Hi i am need of some help with a Mechanical Principle question.

The Question
The maximum load in a tensile test on a mild steel specimen is 94kN. If the test piece is 12mm diameter calculate the ultimate tensile stress.

(u.t.s) What is the working stress and greatest allowable load on a 36mm diameter bar? Use a factor of safety of 4.

I have n idea how to answer this question. :grumpy:

2. May 22, 2006

### Mech_Engineer

Stress is just Force/Area

Then you know the stress the steel can take before it breaks (it should be yield strength instead of ultimate however, since I think the maximum force occurs right before the sample begins to yield), so you can then use that to find the force it would take to duplicate that force in the sample.

Then apply the safety factor... Done.

Last edited: May 22, 2006
3. May 23, 2006

### abercrombiems02

The ultimate tensile stress is independent of the force and dimensions of a particular material.

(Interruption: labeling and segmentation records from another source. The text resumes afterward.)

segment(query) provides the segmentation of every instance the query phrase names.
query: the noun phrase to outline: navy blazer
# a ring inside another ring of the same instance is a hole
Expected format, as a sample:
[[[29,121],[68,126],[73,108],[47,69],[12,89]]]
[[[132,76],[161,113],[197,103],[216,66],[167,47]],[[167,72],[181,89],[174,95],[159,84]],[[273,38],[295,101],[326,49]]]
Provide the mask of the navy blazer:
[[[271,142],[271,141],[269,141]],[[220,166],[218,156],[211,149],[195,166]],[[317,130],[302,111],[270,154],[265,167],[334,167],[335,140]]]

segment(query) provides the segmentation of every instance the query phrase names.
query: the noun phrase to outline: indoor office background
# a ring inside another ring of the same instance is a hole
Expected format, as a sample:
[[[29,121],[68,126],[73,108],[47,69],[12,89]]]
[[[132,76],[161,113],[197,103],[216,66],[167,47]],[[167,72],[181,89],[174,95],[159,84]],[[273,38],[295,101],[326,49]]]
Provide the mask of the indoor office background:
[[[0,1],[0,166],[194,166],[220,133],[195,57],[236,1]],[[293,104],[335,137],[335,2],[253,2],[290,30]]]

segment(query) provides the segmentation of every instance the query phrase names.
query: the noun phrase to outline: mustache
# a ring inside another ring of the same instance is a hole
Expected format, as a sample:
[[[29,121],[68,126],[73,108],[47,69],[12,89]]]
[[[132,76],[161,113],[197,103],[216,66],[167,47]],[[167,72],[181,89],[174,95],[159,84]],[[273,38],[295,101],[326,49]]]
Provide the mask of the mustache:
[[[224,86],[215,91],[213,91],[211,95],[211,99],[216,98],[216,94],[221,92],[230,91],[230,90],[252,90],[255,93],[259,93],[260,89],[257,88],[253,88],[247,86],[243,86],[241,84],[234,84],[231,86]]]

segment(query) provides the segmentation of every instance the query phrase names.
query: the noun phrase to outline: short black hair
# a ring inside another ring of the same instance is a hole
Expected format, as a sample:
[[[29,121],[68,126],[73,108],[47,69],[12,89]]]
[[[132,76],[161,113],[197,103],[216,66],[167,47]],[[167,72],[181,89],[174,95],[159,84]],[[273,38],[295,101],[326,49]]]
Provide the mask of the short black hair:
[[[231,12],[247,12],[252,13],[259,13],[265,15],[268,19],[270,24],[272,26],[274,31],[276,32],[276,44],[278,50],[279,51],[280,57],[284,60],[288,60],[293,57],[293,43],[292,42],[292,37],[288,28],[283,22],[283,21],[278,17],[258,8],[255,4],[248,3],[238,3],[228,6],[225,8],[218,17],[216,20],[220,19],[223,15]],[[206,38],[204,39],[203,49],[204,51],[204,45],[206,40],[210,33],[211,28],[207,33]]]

It is relatively a constant determined bythe material. For example, a piece of Alumnim - T6061 with a diameter of 12 cm has the same ultimate tensile stress as a similar piece with a diameter of 1264213 km. Granted that stress is Force/Area, the larger piece will be able sustain a much larger force. You can just look that number up online for the particular alloy of steel you are using as steel is quite common.

For a factor of safety of 4, this means the maximum allowable stress on the specimen must be 1/4 the ultimate stress. So if the ultimate stress was 40 Mpa, then the maximum allowable stress would be 10Mpa. Then we just set 10Mpa = Force (MegaNewtons)/ Area (meters^2). you know the diamater in mm so you'll need to do some basic converting. You can then solve this equation for the force (which will come out in MegaNewtons) and then convert that to whatever you need.